長槍の騎士
審判が名乗りの宣言をすると、男は長い槍を両手で持ち、空に向かって掲げる。
「私は長槍の騎士ハンフリーだ! 初めに言っておこう! 私はソフィーティア様を愛している!」
「……変わった名乗りだな、というか物好きな奴だな」
ゲオルグの小言は無視してハンフリーは語り始めた。
「だが私の愛は伝わらなかった! 昼夜問わず休みなしに片時も離れなかったというのに、配下を首になったのだ!」
「真面目だが……なぜだ?」
「水浴びや入浴の時も監視を行っていたら、バルガの配下に転属させられたのだ!」
「それはのぞき見だろう。お前が悪い」
「何を言う!」
ハンフリーは長い槍を頭上で一回転させた。風を切る鈍い音が鳴る。
「丸裸の時が一番無防備で危険なのだぞ! ま、役得ではあったがな」
にやつくハンフリーに呆れるゲオルグ。
「まるで説得力がないぞ……」
「黙れ! 私を再び配下として取り立ててもらうため、悪いが貴様には死んでもらうぞ。そしてまた、私は毎日毎日ソフィーティア様を監視するのだーっ!」
「し、下心丸出しじゃないか! この変態め!」
ゲオルグは槍を低く構えて走り出した。
「変態に長々と付き合うのは御免だ! えーと、あれだ、一撃の騎士ゲオルグ、いざ参る!」
ハンフリーもゲオルグのように槍を低く構えたが、彼の場合は地面に引きずりながら突撃して来た。砂埃を巻き起こしながら突き進んでくる。
「ぬおおおおっ!」
その長い槍を地面から浮かせ、ゲオルグ目掛けてなぎ払った。槍は大きくしなりながら顔面に向かって伸びる。
「長槍の一撃、味わうがいいっ!」
「来たなっ!」
ゲオルグは槍を投げ捨てて盾を構えると、それを両手で支えた。
「うぐっ!」
槍の攻撃を受けた瞬間、両手に衝撃が走った。

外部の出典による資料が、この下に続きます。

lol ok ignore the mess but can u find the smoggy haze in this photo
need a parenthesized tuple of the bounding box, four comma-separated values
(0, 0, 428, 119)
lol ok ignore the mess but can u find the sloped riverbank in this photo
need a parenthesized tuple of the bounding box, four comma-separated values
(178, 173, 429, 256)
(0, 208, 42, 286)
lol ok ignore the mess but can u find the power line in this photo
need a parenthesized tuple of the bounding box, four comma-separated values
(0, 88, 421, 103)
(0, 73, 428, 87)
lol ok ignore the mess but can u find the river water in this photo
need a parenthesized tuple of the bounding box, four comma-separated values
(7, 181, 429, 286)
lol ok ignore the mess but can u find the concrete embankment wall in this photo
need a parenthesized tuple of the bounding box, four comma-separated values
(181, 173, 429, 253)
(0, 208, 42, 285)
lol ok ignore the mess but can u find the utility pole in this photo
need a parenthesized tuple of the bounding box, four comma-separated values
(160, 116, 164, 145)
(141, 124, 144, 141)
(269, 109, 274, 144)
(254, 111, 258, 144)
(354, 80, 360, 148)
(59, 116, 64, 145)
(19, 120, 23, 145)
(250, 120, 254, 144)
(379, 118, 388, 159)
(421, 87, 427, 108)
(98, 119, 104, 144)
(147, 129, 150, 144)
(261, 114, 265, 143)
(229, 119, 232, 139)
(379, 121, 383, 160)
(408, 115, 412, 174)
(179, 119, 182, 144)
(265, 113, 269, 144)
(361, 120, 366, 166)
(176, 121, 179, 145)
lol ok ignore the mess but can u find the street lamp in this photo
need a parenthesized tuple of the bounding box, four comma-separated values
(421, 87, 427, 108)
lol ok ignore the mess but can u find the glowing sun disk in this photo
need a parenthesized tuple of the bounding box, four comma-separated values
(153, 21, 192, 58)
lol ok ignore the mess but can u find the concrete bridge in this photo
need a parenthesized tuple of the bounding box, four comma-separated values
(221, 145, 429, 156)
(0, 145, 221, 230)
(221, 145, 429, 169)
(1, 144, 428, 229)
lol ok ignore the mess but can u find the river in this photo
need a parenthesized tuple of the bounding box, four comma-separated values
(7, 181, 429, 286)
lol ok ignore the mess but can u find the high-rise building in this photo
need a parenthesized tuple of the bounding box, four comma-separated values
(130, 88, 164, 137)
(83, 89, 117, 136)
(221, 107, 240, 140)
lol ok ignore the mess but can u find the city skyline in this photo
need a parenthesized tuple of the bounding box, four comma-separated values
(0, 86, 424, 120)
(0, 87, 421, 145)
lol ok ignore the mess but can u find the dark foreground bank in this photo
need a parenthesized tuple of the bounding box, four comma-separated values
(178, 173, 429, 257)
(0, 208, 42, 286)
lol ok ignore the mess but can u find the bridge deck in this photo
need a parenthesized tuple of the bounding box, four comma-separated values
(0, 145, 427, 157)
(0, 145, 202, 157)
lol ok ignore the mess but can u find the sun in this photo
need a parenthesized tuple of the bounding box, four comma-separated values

木製の盾がバラバラに砕けて地面に落ちていく。
ハンフリーがゲオルグの横を通過しながら叫ぶ。
「どうだ、この威力!」
ゲオルグは痺れたままの右手で剣を引き抜き、左手で手綱を思い切り引いた。
「行くぞパリカール!」
パリカールは素早く首を振り向かせて小回りし、手綱の指示に従って走る向きを見事に反転させた。一方のハンフリーの馬は長大な槍のせいでフラフラと左右に体を揺らせている。ゲオルグはそのまま直進し、距離を詰める。
そして完全に背後を取ったゲオルグが剣を構えた。
「宣言どおり、一撃だっ!」
「うぐあーっ!?」
ハンフリーの背中に思い切り剣を叩き込むと、長い槍を手から落として馬上で気絶した。審判がそれを確認すると、ゲオルグに向かって旗を揚げる。